Knots or not?To summarize the issue: those in favor of using breaking knots argue that it increases the chance of holding a fall, those against argue that it takes time to untie the knots in an emergency. The discussion has been going on for years.
In Europe, it's more and more accepted these days to use breaking knots with a two men rope team on a typical glacier, and it's not a bad idea with three either. How climbers in other parts of the world see this, I don't know.
The more detailed argument is this: An unexpected and serious crevasse fall is hard to hold without knots. Even in practice, where, by nature, it's an expected fall (in a big crevasse), it's hard to hold because it's a big jolt. And the first and overriding priority if your partner falls into a crevasse is to hold him and not tumble right after him! Yes, it's cumbersome and it takes time to undo the knots to rescue your partner if they are in the way. But, bad as that is, it's really just a minor inconvenience compared to the alternative of landing at the bottom of a crevasse together. Even if the fall itself didn't cause serious injury, do you really think you can get out without help? I mean, on a typical glacier outing you'll probably only have two long axes and a couple of ice screws between the two of you. Good luck to get out of a serious crevasse with that.
Rope lengthIf you're a two man team with a 30 m rope, with, say, 15 m between the two of you and with three breaking knots, there is about 10 m of free rope left. Divided up, that's 5 m on each side, which is rather short to something useful with (depending on the technique you want to use). Much better would be a 50 m rope. The alternative to having free rope for a rescue is that the fallen climber prusiks back up again. Tiresome, but technically fairly easy - provided he isn't hurt in the fall, and knows what to do.

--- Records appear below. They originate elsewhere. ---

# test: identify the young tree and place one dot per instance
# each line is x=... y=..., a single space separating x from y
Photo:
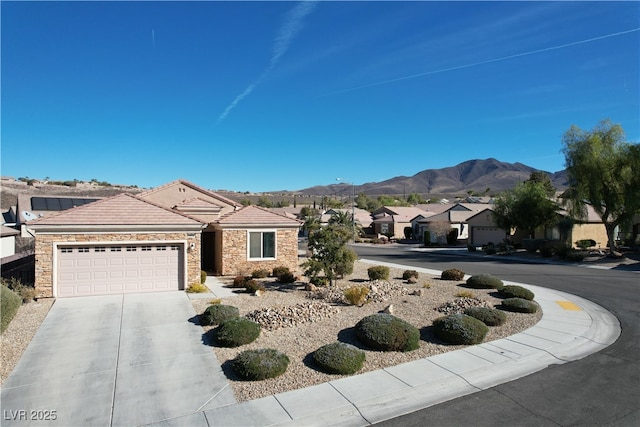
x=330 y=254
x=526 y=207
x=603 y=172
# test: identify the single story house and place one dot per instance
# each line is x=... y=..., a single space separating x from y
x=157 y=240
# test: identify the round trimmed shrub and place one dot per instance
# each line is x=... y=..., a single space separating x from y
x=519 y=305
x=255 y=365
x=379 y=272
x=514 y=291
x=488 y=316
x=484 y=281
x=339 y=358
x=218 y=313
x=237 y=332
x=460 y=329
x=452 y=274
x=409 y=274
x=386 y=332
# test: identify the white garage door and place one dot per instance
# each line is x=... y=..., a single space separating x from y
x=484 y=235
x=103 y=270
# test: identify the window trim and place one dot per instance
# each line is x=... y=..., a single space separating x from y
x=262 y=232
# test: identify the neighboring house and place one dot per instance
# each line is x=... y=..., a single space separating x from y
x=115 y=245
x=392 y=220
x=483 y=230
x=155 y=241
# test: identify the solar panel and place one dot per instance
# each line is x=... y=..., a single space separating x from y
x=57 y=203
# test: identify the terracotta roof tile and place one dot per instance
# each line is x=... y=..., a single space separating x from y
x=255 y=215
x=123 y=209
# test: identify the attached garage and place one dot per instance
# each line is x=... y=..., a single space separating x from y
x=118 y=245
x=102 y=270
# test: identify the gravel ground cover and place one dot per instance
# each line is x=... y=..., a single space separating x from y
x=298 y=321
x=18 y=334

Only two climbers on a rope?On not all too steep glacier routes, the more people on the rope the better (up to a point), simply because there are more people to hold a potential fall. At least three is considered prudent. On steep routes, where falling isn't an option, the rules are different. Often two on a rope is better, sometimes you even unrope, for safety reasons. But from the questions I take it you're not planning to do that anytime soon.
DragAs for the rope drag on a the glacier? Never experienced that as a problem at all, regardless of the distance between my partner(s). I don't think it's ever been more than about 20 m though.
Below is an example of going unroped. The bergshrund on the right is visible, so that poses no serious risk. To our best knowledge the slope on the left isn't crevassed, but falling that way would definitely be very dangerous. However, had we been roped up and one of us had fallen, by the time the rope would be taut, the momentum would be far too much for the other to hold him. Therefore, our only chance would be if the one who fell would manage an immediate self-arrest. There are several ways to deal with this situation. We chose to go unroped - only advisable if you're
virtually certain that you won't fall, and are able to do an immediate self-arrest if you're wrong and fall anyway. If that fails, well, then only one climber dies, not two.